Não podias mesmo ter a morte dos condenados ao veneno, como Sócrates, nem dos que foram compelidos a cortar as veias, como Sêneca, porque aquela representa o homicídio pela ciência, e a ciência jamais te matará, e esta é o suicídio forçado a que se subordinam os estóicos materialistas e tu és a expressão mais sublime do sentido espiritual da existência.

Sócrates e Sêneca rolam por terra ao morrer. Tu, porém, devias estar de pé na tua agonia e mesmo depois de morto. E não apenas de pé, mas erguido no madeiro; e não somente erguido no madeiro, mas levantado no cume de um monte; e não só levantado na montanha, mas abarcando os horizontes com teus braços num abraço universal.

Não podias também morrer pela forca, pois o patíbulo forma apenas um ângulo reto, sendo corpo de um só braço e figura curvada para a terra, sem cabeça que se erga para o Infinito; ao passo que a Cruz compõe quatro ângulos retos, ou seja 360 graus, isto é, a circunferência, misterioso símbolo da Eternidade e de Deus, sem princípio nem fim.

Não podias sofrer a morte por degolação, como padeceram muitos de teus discípulos e numerosíssimos inocentes e criminosos; porque a tua Cabeça não podia separar-se do teu Corpo, já que significas a própria Unidade em Ti e fazes de nós, que te amamos, uma Unidade em Ti.

E não era ainda possível que te assassinassem consumindo-te pelo fogo, como tantas vezes fizeram a muitos que sofreram a justiça ou a injustiça dos homens, porque não vieste para destruir os corpos, mas para lhes prometer a purificação pela virtude e a glória pela ressurreição.

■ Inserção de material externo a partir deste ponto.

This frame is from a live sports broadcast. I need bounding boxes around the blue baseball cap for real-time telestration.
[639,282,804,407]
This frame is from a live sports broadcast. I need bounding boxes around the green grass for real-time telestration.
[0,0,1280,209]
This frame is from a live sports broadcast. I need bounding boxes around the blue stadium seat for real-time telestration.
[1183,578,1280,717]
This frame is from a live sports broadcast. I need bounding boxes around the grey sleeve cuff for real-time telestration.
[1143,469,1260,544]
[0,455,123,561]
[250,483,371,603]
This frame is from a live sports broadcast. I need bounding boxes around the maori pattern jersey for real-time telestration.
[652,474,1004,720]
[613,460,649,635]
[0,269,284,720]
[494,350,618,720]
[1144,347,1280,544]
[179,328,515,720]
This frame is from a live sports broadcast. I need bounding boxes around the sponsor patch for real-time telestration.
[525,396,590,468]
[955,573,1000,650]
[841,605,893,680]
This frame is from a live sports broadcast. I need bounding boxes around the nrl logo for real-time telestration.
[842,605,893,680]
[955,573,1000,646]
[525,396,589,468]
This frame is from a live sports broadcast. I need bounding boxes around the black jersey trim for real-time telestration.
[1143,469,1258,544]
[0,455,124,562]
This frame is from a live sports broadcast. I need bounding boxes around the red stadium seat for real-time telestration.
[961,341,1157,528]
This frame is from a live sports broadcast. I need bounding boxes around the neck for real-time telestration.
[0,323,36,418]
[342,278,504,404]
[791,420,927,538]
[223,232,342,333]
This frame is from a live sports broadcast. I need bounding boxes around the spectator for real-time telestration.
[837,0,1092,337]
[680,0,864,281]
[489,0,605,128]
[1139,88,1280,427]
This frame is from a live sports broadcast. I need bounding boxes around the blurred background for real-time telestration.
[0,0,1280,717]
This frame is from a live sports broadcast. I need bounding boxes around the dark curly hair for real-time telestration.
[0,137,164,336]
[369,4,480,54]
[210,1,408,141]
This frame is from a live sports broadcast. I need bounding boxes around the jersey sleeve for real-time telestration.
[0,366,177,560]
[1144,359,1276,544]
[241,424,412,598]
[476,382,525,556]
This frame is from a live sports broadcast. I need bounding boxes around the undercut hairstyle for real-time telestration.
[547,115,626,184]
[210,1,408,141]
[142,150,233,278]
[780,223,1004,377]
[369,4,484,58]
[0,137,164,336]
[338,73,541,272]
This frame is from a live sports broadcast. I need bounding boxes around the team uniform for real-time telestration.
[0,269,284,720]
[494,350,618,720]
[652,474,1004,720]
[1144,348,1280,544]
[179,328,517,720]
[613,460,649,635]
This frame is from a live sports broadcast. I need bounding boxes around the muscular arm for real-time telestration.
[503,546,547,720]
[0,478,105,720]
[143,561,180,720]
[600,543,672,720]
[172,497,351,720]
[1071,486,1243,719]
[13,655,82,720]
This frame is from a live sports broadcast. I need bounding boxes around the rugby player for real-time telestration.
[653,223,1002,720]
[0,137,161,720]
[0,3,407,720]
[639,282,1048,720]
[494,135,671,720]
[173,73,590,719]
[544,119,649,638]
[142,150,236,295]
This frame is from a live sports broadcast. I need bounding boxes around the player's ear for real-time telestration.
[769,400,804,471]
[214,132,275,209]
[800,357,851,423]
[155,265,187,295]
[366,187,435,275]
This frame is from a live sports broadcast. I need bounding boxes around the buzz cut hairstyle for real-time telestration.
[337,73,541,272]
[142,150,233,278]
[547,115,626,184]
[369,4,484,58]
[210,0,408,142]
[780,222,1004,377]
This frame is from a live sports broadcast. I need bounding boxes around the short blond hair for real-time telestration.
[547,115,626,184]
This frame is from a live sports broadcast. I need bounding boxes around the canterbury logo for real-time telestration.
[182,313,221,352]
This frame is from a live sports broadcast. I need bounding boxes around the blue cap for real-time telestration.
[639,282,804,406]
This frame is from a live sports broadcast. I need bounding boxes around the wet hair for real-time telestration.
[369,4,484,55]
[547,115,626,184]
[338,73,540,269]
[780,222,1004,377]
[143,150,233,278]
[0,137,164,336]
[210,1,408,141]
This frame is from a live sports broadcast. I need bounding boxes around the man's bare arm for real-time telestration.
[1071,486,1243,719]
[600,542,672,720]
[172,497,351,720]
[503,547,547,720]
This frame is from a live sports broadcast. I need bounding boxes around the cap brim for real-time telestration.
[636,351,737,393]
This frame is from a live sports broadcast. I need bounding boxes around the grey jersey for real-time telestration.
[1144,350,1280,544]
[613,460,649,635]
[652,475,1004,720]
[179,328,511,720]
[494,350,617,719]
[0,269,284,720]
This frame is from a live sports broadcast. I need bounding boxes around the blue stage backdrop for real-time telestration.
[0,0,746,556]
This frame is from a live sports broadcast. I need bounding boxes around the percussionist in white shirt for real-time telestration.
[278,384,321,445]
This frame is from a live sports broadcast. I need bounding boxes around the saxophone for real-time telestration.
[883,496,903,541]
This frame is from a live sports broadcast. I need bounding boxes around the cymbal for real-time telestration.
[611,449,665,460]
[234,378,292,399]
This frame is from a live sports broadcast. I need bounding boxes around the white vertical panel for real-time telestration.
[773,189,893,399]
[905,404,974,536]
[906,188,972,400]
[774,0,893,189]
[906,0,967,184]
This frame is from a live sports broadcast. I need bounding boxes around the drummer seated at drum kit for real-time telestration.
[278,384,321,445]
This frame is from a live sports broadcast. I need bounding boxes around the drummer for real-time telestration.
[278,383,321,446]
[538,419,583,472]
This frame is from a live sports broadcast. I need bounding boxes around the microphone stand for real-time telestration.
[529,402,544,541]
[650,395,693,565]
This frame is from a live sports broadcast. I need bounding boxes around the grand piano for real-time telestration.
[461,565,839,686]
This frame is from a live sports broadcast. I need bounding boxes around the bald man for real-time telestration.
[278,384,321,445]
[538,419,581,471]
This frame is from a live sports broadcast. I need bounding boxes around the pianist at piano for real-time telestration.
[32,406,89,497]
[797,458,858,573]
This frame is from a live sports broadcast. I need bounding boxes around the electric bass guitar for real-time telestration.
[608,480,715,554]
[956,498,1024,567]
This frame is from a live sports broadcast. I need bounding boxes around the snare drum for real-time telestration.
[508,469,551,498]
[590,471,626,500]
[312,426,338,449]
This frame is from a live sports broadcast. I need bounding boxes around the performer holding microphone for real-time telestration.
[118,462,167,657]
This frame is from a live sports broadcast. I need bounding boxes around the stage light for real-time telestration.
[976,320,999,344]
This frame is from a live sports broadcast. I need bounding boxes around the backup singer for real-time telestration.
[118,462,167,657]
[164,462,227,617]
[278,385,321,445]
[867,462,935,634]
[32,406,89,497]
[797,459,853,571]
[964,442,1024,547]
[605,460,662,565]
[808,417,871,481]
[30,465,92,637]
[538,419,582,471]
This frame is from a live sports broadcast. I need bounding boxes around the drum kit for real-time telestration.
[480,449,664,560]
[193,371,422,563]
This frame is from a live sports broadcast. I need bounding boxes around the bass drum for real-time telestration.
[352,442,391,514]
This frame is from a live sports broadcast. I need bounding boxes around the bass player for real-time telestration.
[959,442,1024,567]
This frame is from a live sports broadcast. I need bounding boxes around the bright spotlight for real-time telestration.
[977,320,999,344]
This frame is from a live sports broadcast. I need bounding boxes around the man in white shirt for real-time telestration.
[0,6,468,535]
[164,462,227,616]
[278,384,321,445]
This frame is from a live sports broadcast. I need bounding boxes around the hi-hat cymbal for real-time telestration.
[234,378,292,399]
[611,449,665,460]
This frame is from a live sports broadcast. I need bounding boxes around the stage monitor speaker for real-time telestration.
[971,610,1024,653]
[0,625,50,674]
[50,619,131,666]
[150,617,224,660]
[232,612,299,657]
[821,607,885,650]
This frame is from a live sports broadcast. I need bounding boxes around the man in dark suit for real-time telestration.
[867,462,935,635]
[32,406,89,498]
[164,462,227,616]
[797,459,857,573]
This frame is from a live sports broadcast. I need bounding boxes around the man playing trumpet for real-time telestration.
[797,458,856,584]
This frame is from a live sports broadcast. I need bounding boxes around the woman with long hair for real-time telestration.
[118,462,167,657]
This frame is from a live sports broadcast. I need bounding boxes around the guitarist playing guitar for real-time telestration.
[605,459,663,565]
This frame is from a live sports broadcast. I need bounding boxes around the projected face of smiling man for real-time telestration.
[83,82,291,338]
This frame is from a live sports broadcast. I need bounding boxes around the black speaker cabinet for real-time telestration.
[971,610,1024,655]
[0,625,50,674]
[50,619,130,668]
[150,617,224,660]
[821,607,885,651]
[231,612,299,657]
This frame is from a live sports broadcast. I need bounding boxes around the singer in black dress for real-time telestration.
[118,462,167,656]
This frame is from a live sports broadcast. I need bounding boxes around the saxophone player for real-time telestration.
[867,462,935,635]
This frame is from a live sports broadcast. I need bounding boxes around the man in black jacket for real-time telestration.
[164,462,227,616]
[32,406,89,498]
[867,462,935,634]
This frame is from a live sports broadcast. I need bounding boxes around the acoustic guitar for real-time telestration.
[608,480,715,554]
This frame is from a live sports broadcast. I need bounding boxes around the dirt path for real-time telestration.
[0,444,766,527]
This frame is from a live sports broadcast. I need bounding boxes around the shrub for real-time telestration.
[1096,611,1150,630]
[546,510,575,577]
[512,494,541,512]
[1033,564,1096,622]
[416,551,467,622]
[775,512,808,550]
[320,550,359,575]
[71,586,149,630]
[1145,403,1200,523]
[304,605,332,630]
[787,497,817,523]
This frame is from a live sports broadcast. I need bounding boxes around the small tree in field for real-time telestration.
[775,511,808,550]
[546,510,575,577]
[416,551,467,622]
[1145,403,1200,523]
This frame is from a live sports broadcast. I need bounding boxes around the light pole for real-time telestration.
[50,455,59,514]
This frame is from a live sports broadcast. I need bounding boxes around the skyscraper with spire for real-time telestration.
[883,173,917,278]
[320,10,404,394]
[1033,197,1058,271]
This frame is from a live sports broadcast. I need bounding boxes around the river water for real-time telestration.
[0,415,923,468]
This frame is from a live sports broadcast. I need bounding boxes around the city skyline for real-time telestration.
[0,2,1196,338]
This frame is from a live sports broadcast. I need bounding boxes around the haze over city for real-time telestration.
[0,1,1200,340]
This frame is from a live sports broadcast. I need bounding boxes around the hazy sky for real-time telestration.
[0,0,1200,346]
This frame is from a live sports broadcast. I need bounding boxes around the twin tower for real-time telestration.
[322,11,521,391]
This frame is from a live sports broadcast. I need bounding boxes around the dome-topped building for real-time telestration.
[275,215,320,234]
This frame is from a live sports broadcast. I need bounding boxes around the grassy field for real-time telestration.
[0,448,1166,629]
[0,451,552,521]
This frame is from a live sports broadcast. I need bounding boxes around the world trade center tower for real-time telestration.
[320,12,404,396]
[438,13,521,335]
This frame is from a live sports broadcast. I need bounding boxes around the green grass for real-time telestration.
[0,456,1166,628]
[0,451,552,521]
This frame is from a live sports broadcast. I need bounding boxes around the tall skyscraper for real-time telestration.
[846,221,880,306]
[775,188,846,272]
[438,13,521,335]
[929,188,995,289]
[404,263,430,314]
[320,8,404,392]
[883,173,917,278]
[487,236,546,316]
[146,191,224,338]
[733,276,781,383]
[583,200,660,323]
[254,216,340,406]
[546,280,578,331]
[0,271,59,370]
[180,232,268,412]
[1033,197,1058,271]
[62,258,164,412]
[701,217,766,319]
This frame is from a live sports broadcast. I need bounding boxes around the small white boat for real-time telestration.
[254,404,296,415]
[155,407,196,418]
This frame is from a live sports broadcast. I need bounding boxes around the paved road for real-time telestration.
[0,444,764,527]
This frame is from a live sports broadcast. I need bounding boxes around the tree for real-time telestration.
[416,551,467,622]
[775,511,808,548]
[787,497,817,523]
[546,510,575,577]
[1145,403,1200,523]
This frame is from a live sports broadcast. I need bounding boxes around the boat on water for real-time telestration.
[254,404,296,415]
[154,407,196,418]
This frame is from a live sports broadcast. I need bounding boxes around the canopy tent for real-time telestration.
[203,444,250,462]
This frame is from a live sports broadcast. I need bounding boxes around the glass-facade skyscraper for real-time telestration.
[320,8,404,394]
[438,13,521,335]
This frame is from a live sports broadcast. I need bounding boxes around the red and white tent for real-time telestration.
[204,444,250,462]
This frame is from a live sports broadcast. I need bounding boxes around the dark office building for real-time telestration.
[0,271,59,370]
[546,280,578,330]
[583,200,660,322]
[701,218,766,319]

Nos mínimos pormenores da tua Vida e da tua Morte, encontramos misteriosos sinais que jamais ocorreram nem na Vida nem na Morte dos maiores dos homens a que a História do pensamento ou da ação humana se refere. Não foi, por certo, sem motivos divinos, que, entre tantos instrumentos de suplício, escolheram-te a Cruz.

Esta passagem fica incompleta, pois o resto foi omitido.